The experiment purportedly tests whether it’s possible to grow intimacy in a petri dish. But it doesn’t answer that question so much as it raises another: what’s the difference between fake dating and real dating? Not much, it turns out.

Over the course of the forty days, Tim and Jessica start to look a lot like a couple. They have sex. They bicker. They write cute love notes. But in the end, the pressure gets to both of them. He’s enjoying the moment enough that he’d rather not think about the future. She’s enjoying the moment enough that she can’t stop thinking about it. He senses her anxiety, and resents it. She senses his resentment, and becomes even more anxious.

You don’t need to be part of a dating experiment to experience this kind of vicious cycle—real dating has enough of it already. So why did they bother with the experiment at all? Why not just date? Perhaps they wanted to be different than they were before, different from everyone else who’s failing at dating. You can’t blame them for wanting to escape, but of course, they failed.
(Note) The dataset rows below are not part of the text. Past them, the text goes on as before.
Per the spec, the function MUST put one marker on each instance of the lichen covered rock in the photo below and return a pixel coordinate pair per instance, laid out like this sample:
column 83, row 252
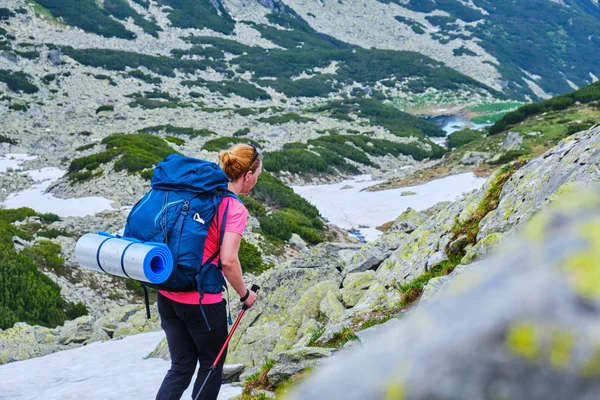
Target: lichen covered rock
column 522, row 324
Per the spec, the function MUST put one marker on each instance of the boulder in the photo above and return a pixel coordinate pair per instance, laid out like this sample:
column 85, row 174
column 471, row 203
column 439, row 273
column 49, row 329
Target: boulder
column 575, row 161
column 474, row 157
column 524, row 324
column 326, row 255
column 23, row 341
column 371, row 255
column 512, row 141
column 408, row 221
column 355, row 285
column 288, row 296
column 291, row 362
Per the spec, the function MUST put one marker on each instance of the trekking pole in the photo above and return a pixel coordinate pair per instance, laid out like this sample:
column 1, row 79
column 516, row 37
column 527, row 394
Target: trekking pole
column 237, row 321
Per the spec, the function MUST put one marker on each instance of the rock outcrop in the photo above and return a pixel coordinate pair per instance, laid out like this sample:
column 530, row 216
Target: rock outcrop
column 522, row 325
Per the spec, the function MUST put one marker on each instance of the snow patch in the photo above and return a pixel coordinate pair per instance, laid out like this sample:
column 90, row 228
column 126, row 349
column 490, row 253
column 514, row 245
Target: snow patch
column 111, row 370
column 355, row 210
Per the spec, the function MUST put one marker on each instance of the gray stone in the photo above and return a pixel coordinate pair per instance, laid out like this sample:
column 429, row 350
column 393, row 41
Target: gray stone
column 328, row 255
column 54, row 56
column 331, row 306
column 232, row 372
column 298, row 243
column 574, row 162
column 408, row 221
column 373, row 333
column 160, row 351
column 290, row 362
column 354, row 286
column 371, row 255
column 512, row 141
column 474, row 157
column 78, row 330
column 522, row 325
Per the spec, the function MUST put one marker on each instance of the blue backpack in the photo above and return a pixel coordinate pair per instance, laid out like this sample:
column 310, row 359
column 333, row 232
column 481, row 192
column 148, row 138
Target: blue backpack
column 178, row 211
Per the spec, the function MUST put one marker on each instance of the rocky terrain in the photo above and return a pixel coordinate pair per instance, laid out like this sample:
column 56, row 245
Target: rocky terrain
column 333, row 296
column 318, row 302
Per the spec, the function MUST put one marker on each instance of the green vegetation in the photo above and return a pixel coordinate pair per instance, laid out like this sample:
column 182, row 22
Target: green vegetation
column 416, row 26
column 178, row 130
column 26, row 294
column 31, row 54
column 151, row 104
column 6, row 139
column 556, row 45
column 5, row 13
column 463, row 51
column 328, row 153
column 87, row 15
column 463, row 234
column 259, row 379
column 121, row 10
column 317, row 86
column 54, row 233
column 338, row 340
column 18, row 81
column 584, row 95
column 460, row 138
column 48, row 78
column 86, row 147
column 226, row 45
column 251, row 258
column 132, row 152
column 366, row 66
column 136, row 73
column 238, row 87
column 18, row 107
column 292, row 214
column 106, row 78
column 175, row 140
column 223, row 143
column 105, row 108
column 117, row 60
column 199, row 14
column 397, row 122
column 285, row 118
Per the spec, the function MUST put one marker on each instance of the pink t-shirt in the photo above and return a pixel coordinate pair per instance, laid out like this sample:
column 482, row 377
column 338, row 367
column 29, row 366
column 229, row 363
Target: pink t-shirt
column 237, row 216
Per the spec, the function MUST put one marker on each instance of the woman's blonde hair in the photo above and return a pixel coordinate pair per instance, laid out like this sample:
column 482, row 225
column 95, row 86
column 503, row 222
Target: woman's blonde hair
column 239, row 159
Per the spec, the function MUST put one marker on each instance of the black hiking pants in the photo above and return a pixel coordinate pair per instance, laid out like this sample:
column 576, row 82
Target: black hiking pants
column 190, row 341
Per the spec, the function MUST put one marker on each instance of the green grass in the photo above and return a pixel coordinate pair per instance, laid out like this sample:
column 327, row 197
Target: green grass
column 494, row 107
column 18, row 81
column 131, row 152
column 338, row 340
column 456, row 249
column 105, row 108
column 6, row 139
column 26, row 294
column 86, row 147
column 87, row 15
column 259, row 379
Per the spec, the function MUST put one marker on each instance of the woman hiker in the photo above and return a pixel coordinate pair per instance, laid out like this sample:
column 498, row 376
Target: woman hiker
column 188, row 336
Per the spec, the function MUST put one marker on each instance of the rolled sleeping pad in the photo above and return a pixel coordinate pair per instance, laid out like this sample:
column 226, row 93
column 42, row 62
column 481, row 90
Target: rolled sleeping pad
column 125, row 257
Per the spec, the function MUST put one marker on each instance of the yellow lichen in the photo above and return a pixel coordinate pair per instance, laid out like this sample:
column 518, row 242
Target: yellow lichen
column 584, row 268
column 395, row 391
column 524, row 340
column 592, row 367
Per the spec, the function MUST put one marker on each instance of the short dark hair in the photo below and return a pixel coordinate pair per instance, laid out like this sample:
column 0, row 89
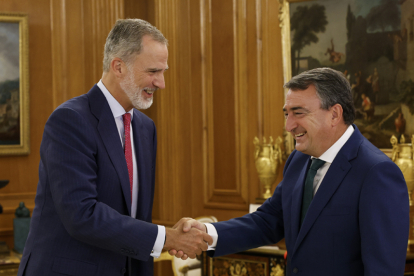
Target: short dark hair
column 331, row 86
column 125, row 40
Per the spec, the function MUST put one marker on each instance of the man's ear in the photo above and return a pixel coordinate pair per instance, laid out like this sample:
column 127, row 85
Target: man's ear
column 118, row 67
column 336, row 111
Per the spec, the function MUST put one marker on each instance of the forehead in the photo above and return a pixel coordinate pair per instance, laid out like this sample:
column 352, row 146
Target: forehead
column 153, row 49
column 302, row 99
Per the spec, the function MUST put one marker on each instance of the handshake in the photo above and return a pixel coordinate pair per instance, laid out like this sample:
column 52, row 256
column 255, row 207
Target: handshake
column 187, row 239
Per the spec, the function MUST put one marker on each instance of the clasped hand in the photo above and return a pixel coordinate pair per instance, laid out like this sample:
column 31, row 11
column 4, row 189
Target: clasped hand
column 187, row 239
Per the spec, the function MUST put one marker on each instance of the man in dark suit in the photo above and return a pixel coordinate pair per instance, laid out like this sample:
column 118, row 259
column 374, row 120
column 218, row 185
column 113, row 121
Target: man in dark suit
column 95, row 193
column 353, row 216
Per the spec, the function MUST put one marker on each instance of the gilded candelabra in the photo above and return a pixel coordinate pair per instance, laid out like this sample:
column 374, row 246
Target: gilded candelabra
column 268, row 157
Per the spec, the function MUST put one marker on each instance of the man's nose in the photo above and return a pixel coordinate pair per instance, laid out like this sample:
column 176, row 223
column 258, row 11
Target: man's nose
column 290, row 123
column 159, row 81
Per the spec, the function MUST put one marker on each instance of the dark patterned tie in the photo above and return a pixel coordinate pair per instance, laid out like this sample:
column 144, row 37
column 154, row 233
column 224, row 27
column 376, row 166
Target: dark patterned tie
column 127, row 148
column 308, row 191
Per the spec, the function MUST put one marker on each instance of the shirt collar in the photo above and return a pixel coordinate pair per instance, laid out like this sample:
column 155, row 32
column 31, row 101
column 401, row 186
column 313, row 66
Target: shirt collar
column 329, row 155
column 116, row 107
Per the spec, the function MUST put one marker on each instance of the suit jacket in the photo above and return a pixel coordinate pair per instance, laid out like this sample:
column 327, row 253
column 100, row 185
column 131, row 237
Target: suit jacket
column 357, row 223
column 81, row 223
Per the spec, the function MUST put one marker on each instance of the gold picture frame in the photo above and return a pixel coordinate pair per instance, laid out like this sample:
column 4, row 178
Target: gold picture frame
column 369, row 48
column 14, row 85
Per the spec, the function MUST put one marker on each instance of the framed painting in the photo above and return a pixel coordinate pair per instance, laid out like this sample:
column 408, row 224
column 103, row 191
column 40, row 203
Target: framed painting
column 14, row 84
column 371, row 43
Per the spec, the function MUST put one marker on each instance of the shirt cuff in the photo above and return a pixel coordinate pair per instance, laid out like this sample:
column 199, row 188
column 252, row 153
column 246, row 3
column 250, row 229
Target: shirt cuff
column 211, row 230
column 159, row 242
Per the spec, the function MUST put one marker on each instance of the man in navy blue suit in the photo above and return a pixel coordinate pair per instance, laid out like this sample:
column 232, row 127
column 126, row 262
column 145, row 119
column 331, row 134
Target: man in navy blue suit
column 95, row 193
column 356, row 218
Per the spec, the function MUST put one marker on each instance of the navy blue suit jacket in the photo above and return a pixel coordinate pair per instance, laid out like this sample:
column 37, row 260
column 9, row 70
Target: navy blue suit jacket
column 357, row 223
column 81, row 223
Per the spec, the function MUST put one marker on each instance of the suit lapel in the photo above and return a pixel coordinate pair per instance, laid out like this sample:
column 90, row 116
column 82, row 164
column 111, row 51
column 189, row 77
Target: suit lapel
column 330, row 183
column 143, row 158
column 297, row 200
column 110, row 137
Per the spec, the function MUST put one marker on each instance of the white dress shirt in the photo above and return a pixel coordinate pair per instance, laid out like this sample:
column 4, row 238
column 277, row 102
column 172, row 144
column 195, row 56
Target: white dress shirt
column 117, row 112
column 328, row 156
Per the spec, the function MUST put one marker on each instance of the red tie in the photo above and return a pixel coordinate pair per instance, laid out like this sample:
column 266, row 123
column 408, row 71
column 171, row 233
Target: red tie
column 127, row 148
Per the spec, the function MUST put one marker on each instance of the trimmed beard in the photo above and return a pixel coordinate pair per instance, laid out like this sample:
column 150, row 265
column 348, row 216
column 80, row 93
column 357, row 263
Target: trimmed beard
column 134, row 93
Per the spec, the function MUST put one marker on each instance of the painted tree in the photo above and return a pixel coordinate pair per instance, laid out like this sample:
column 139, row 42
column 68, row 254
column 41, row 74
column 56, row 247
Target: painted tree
column 350, row 22
column 386, row 14
column 306, row 22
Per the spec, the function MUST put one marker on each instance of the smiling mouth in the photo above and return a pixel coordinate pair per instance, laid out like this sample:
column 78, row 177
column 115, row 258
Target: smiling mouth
column 300, row 135
column 150, row 91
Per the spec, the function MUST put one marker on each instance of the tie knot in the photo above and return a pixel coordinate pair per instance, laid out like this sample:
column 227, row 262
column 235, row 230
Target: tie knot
column 127, row 118
column 316, row 164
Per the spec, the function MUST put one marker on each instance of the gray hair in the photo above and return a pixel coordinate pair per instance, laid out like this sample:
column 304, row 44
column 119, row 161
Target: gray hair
column 125, row 40
column 331, row 86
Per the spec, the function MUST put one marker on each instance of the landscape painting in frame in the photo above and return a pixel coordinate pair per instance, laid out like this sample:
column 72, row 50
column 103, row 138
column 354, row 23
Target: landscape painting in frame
column 372, row 43
column 14, row 102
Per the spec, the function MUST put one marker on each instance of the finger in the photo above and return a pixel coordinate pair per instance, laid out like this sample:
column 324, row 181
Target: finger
column 179, row 254
column 181, row 221
column 203, row 247
column 207, row 238
column 194, row 223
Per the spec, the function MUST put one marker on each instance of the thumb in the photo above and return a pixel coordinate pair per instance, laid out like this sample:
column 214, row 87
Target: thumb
column 193, row 224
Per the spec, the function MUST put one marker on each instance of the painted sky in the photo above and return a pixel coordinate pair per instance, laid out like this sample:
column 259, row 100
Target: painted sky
column 335, row 11
column 9, row 51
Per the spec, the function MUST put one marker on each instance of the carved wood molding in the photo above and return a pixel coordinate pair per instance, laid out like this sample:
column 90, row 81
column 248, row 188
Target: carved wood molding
column 215, row 197
column 78, row 30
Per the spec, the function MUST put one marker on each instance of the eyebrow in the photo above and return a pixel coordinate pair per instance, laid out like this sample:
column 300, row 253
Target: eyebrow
column 157, row 69
column 297, row 108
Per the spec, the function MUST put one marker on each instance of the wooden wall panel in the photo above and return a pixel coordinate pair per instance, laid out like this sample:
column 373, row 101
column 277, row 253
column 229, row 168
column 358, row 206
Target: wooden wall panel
column 79, row 30
column 22, row 170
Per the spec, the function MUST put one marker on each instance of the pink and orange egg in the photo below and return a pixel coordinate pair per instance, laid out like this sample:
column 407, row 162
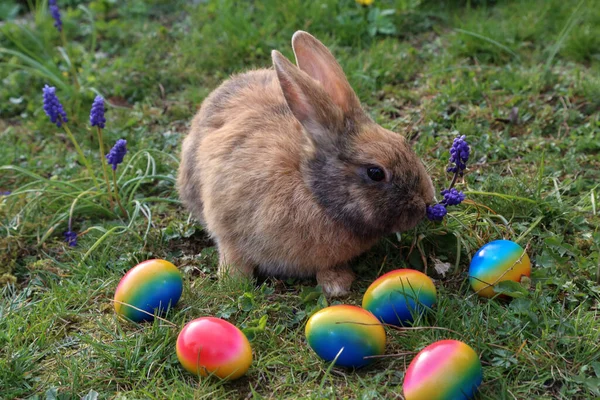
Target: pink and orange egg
column 444, row 370
column 212, row 346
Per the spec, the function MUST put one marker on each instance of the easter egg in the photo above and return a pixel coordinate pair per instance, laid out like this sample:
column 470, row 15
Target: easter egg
column 213, row 346
column 500, row 260
column 349, row 329
column 444, row 370
column 152, row 286
column 395, row 297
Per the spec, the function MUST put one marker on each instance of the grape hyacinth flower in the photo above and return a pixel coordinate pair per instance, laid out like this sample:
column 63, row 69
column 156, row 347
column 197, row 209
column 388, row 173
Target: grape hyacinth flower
column 52, row 106
column 459, row 155
column 436, row 212
column 97, row 112
column 452, row 197
column 116, row 154
column 55, row 13
column 97, row 119
column 71, row 238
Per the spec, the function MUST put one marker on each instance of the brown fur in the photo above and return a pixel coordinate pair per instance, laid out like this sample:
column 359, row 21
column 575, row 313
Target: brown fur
column 275, row 165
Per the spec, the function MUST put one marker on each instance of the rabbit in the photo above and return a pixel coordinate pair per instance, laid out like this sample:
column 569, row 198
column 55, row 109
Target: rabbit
column 290, row 176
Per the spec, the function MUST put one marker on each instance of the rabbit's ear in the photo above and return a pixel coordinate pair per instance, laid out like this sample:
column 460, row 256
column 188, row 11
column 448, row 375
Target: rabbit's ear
column 309, row 103
column 317, row 61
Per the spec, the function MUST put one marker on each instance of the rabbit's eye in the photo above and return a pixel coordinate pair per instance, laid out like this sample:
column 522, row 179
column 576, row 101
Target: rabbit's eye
column 375, row 173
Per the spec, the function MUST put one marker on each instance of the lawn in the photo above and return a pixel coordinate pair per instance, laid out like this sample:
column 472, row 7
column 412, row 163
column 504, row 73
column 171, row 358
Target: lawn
column 521, row 79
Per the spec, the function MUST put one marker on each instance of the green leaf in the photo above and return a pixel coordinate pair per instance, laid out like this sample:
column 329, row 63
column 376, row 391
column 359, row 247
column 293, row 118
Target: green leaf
column 510, row 288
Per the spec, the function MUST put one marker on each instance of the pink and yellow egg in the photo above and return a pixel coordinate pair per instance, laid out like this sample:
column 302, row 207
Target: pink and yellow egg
column 148, row 288
column 347, row 332
column 497, row 261
column 397, row 297
column 212, row 346
column 444, row 370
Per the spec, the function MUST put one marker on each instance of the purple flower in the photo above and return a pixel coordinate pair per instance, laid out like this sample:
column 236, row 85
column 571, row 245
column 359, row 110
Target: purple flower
column 116, row 154
column 436, row 212
column 459, row 155
column 452, row 197
column 97, row 112
column 71, row 238
column 55, row 12
column 52, row 106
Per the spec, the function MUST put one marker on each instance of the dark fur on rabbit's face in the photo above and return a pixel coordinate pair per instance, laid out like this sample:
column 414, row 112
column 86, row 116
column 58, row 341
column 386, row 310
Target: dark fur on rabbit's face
column 345, row 143
column 341, row 184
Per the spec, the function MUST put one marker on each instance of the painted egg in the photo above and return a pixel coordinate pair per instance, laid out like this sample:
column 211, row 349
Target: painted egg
column 396, row 297
column 444, row 370
column 500, row 260
column 351, row 331
column 213, row 346
column 152, row 286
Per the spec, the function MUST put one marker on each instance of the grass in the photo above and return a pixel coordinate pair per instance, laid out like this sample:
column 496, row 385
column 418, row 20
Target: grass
column 426, row 70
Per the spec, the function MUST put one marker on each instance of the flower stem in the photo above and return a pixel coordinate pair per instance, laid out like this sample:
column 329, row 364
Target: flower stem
column 73, row 70
column 454, row 179
column 104, row 166
column 117, row 194
column 84, row 160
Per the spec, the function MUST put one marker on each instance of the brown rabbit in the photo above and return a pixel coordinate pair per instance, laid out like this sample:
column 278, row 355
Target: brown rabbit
column 288, row 173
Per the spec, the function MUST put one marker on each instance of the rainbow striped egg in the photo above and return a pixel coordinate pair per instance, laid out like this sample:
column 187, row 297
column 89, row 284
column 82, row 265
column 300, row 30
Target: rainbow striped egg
column 351, row 331
column 152, row 286
column 213, row 346
column 500, row 260
column 444, row 370
column 396, row 297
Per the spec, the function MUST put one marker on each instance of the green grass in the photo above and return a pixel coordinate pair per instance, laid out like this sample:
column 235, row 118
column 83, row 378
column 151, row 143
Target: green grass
column 426, row 70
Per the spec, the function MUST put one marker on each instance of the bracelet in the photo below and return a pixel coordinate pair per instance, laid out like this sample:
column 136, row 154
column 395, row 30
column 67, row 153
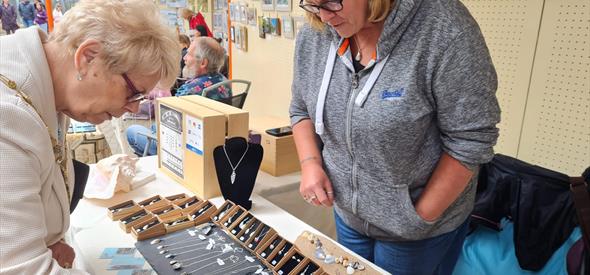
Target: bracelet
column 308, row 158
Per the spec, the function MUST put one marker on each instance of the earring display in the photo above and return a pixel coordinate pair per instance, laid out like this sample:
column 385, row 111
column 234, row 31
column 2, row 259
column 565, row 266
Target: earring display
column 208, row 240
column 134, row 219
column 290, row 264
column 183, row 252
column 260, row 237
column 282, row 251
column 223, row 210
column 176, row 197
column 270, row 248
column 249, row 232
column 233, row 217
column 121, row 210
column 330, row 257
column 237, row 229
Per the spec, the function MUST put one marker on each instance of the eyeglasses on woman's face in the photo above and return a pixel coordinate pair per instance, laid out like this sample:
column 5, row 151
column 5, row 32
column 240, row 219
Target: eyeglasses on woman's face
column 330, row 5
column 136, row 94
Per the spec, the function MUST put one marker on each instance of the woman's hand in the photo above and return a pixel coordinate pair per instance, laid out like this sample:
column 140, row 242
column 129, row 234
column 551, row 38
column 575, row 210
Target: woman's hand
column 63, row 254
column 315, row 186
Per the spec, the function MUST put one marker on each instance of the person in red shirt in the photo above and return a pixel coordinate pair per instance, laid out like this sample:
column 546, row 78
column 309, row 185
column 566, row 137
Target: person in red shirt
column 194, row 20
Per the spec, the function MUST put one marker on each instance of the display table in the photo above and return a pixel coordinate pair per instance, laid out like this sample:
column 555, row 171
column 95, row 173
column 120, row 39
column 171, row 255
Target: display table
column 92, row 231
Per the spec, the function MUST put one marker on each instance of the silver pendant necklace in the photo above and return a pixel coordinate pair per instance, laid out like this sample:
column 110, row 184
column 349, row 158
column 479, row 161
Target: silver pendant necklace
column 233, row 168
column 358, row 56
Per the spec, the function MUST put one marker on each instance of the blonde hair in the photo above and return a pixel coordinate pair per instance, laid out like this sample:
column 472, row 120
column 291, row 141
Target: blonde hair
column 186, row 13
column 378, row 11
column 133, row 37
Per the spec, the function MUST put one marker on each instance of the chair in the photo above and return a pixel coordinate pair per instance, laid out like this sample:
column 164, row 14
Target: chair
column 238, row 99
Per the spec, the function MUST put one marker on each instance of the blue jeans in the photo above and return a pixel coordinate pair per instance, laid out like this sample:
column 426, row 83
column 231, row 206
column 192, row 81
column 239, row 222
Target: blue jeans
column 436, row 255
column 28, row 22
column 44, row 27
column 138, row 141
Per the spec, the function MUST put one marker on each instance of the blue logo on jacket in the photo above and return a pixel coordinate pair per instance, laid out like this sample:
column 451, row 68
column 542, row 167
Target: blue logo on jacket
column 392, row 95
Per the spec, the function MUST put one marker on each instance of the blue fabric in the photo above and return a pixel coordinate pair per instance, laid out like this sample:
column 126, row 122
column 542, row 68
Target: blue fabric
column 435, row 255
column 196, row 86
column 138, row 142
column 28, row 22
column 486, row 251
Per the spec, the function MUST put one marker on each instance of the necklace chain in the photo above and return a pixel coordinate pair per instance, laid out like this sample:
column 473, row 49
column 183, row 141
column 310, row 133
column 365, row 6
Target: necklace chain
column 233, row 168
column 60, row 156
column 359, row 54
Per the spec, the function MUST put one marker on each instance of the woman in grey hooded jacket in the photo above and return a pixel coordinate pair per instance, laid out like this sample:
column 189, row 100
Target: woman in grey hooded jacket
column 393, row 110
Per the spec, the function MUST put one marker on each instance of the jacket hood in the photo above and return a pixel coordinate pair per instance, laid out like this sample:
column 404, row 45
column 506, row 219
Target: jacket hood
column 395, row 26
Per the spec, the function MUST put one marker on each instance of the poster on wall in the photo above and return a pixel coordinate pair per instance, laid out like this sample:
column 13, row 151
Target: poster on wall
column 268, row 5
column 275, row 26
column 244, row 38
column 261, row 22
column 283, row 5
column 252, row 17
column 298, row 23
column 243, row 13
column 203, row 5
column 194, row 135
column 288, row 31
column 233, row 11
column 170, row 142
column 176, row 3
There’s no experiment that could rescue them from who they were, just like there’s no Hollywood movie that could rescue us from our mortality for more than the two hours it makes us forget about it. We may feel safe in the theater, sipping a soda and holding hands with our sweethearts, but we’re as doomed as Ryan was spinning through space. Movies might feel like an escape from life, but they’re just more life, happening right before our eyes. 40 Days might have felt like an escape from dating, but it was just more dating. We can’t escape, because there is nowhere to escape to; this is all there is.

That sounds pretty bleak, but maybe it doesn’t have to be. After all, Ryan stares these limits in the face and decides she still wants to survive. And who knows—maybe if Tim and Jessica had stared dating in the face they would have survived too (but then they wouldn't have Internet fame and a movie contract).